METHODS: Expression of ROCK1 protein was examined by Western blotting, and quantitative reverse transcriptase PCR was performed to measure expression of ROCK1 mRNA and miR-124. Two cancer cell lines were transfected with pre-miR-124 (mimic) and anti-miR-124 (inhibitor) and the effects on ROCK1 protein and mRNA expression were observed. In addition, cell proliferation was assessed via a 5-ethynyl-2′ deoxyuridine assay. Soft agar formation assay, and cell migration and invasion assays were used to determine the effect of survivin on the transformation and invasion activity of CRC cells.
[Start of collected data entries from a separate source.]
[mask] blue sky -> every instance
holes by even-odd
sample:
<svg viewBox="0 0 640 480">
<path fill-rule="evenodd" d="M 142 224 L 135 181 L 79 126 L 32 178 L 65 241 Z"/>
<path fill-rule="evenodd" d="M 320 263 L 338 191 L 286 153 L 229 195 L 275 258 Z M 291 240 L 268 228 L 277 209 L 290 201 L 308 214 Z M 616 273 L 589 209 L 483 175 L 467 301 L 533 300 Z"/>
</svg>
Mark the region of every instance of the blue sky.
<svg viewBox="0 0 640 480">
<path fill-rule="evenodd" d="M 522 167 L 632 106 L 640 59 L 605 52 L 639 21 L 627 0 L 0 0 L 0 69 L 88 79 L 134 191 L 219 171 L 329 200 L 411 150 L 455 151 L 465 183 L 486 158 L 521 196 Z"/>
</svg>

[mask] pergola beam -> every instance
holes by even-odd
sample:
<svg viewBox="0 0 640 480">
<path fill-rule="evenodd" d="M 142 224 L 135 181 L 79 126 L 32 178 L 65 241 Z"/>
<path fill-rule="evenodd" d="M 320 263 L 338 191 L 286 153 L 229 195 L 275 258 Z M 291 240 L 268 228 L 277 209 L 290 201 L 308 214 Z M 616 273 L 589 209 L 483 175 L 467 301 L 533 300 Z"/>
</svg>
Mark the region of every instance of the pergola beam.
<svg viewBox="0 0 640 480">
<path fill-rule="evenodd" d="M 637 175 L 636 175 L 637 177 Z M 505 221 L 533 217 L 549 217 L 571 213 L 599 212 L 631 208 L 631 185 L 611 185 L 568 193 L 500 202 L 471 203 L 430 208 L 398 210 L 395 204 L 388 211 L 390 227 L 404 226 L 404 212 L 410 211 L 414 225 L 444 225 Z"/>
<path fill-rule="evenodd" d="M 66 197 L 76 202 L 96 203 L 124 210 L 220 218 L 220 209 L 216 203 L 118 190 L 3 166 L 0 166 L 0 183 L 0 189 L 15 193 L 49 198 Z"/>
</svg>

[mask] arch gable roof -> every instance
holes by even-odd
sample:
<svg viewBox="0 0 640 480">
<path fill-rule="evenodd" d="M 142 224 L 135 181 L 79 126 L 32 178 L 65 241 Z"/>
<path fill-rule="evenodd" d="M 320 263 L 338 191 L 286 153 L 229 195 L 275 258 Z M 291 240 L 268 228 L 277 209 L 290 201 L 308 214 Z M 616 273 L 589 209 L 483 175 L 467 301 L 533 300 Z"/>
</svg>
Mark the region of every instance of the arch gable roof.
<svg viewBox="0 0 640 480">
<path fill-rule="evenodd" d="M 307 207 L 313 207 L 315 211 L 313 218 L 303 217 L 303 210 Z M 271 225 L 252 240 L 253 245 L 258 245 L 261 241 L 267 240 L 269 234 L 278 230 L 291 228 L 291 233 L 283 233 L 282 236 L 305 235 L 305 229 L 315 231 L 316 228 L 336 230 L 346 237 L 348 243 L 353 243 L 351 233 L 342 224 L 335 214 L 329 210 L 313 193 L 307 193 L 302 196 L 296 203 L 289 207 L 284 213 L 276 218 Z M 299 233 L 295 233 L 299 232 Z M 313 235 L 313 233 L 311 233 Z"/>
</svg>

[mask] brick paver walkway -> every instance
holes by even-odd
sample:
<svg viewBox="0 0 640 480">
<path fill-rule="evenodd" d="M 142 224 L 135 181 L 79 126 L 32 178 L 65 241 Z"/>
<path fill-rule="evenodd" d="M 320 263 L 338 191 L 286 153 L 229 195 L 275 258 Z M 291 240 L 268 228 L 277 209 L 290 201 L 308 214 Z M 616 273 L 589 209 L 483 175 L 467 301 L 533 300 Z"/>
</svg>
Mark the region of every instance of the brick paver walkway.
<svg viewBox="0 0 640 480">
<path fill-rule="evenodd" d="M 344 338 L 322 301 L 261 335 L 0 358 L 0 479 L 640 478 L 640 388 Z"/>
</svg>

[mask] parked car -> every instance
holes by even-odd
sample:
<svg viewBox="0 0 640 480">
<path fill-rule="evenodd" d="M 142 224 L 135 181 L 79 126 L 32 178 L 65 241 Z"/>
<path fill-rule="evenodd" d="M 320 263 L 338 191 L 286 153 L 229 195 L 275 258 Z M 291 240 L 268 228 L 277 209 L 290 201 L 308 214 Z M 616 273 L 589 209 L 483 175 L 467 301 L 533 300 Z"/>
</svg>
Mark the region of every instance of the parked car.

RESULTS: miR-124 was significantly downregulated in CRC compared to normal specimens (0.603 ± 0.092 vs 1.147 ± 0.286, P = 0.016) and in metastatic compared to nonmetastatic CRC specimens (0.416 ± 0.047 vs 0.696 ± 0.089, P = 0.020). Expression of miR-124 was significantly associated with CRC metastasis, tumor T and N stages, and tumor grade (all P < 0.05). ROCK1 protein was significantly increased in CRC compared to normal tissues (1.896 ± 0.258 vs 0.866 ± 0.136, P = 0.026), whereas ROCK1 mRNA expression was unaltered (2.613 ± 0.251 vs 2.325 ± 0.246). miR-124 and ROCK1 were inversely expressed in CRC tissues and cell lines. ROCK1 mRNA was unaltered in cells transfected with miR-124 mimic and miR-124 inhibitor, compared to normal controls. There was a significant reduction in ROCK1 protein in cells transfected with miR-124 mimic and a significant increase in cells transfected with miR-124 inhibitor (Ps < 0.05). Transformation and invasion of cells transfected with miR-124 inhibitor were significantly increased compared to those in normal controls (P < 0.05). Cells transfected with miR-124 inhibitor showed increased cell proliferation.
CONCLUSION: miR-124 promotes hyperplasia and contributes to invasion of CRC cells, but downregulates ROCK1. ROCK1 and miR-124 may play important roles in CRC.
Core tip: miR-124 inhibits neoplastic transformation, cell proliferation, and metastasis, and downregulates rho-associated protein kinase (ROCK)1 in some cancers. In this study, we investigated the roles and interactions of ROCK1 and miR-124 in human colorectal cancer (CRC). miR-124 promoted cell hyperplasia and contributed to invasion, but downregulated ROCK1 in CRC. ROCK1 and miR-124 may play important roles in CRC.